To assess the quality of the feedback provided by ChatGPT-4, and ensure the safety of patients, these patients are then seen by a fully-trained medical officer paid by the study who conducts an independent examination and creates the final treatment plan for the patient. Only after deciding on that treatment plan does the doctor review the two notes, before and after the AI feedback, to evaluate if there was an improvement.

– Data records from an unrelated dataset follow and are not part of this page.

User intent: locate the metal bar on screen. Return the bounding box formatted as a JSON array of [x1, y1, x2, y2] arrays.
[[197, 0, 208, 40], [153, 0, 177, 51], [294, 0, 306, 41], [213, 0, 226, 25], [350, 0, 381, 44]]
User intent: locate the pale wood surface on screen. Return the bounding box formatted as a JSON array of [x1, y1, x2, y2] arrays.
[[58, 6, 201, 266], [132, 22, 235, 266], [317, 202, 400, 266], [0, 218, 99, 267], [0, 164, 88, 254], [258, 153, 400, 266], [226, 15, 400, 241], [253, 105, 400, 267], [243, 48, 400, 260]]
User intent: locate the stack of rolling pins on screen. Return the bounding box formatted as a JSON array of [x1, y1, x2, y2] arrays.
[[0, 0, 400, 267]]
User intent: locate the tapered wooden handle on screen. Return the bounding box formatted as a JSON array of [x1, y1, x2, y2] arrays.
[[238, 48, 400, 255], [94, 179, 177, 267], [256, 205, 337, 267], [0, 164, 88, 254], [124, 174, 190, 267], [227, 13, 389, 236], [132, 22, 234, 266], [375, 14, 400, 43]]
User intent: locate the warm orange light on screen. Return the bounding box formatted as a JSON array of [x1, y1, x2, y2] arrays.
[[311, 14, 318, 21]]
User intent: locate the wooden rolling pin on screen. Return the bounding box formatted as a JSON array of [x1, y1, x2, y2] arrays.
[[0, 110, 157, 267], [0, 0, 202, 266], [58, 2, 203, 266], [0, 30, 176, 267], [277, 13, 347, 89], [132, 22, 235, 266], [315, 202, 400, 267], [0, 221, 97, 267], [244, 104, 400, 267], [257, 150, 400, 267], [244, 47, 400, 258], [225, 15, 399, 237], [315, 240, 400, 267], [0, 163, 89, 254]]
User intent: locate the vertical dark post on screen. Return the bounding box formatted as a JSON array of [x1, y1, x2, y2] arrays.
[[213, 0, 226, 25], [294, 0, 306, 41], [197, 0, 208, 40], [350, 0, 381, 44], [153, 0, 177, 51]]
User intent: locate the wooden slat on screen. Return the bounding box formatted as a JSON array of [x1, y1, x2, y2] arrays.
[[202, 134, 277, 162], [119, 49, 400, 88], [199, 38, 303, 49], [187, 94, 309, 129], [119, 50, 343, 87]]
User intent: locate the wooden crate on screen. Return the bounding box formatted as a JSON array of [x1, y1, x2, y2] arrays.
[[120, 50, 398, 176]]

Pless and his Ph.D. candidate Grady McPeak’s crucial role in this research process is to determine how to present the patient interaction note to ChatGPT-4 by deciding on a prompt and how to interpret the result. In designing the prompt, they tried countless variations where GPT is part of interaction by writing, “I am going to send you a patient interaction note, please comment on X, Y, and Z,” and then pasting the note itself. To mitigate risks, they ultimately developed a single prompt with specific questions about the interaction note to ensure it doesn’t turn into a long conversation that may lead to hallucination.

Other potential risks arise from the biases inherent in LLMs, which Pless said are largely derived from the data used to train them. “That training data is all the text on the internet, and there is much more text on the internet in English than any other language and about the U.S. and the West than any other place in the world.”

An example of how this particular LLM bias manifested in this study is in the number of blood tests suggested in the feedback. It is not feasible to order the same number of tests in the Nigerian clinic as is common in the U.S. because of costs and the availability of tests.

“The GPT response has almost always been to recommend lots of tests in a way that isn’t really useful feedback. Determining how to prompt the language model to consider that local context more accurately in giving feedback for these notes is one of the big things we’re working on,” said Pless.

Despite these challenges, Pless said he was still surprised in some ways at how effective GPT’s feedback was. For example, he noted that a word he had never heard of before, “catarrh,” appeared in all Nigerian notes, and the LLM knew it meant a build-up of mucus in airways or cavities. This is an ongoing study, so the research team is still exploring the level of feedback ChatGPT-4 can provide and evaluating how positive its impact is.

If ChatGPT-4 can enhance the capabilities of community health workers by providing feedback that mirrors what a reviewing physician might advise, they have the potential to improve patient outcomes, free high-skill providers for other tasks, and mitigate the shortage of qualified health personnel. As a study contributor, Pless is utilizing his 25 years of research experience in machine learning to achieve this goal of harnessing the potential of LLMs in low-resource healthcare settings to support community health workers in Nigeria and beyond.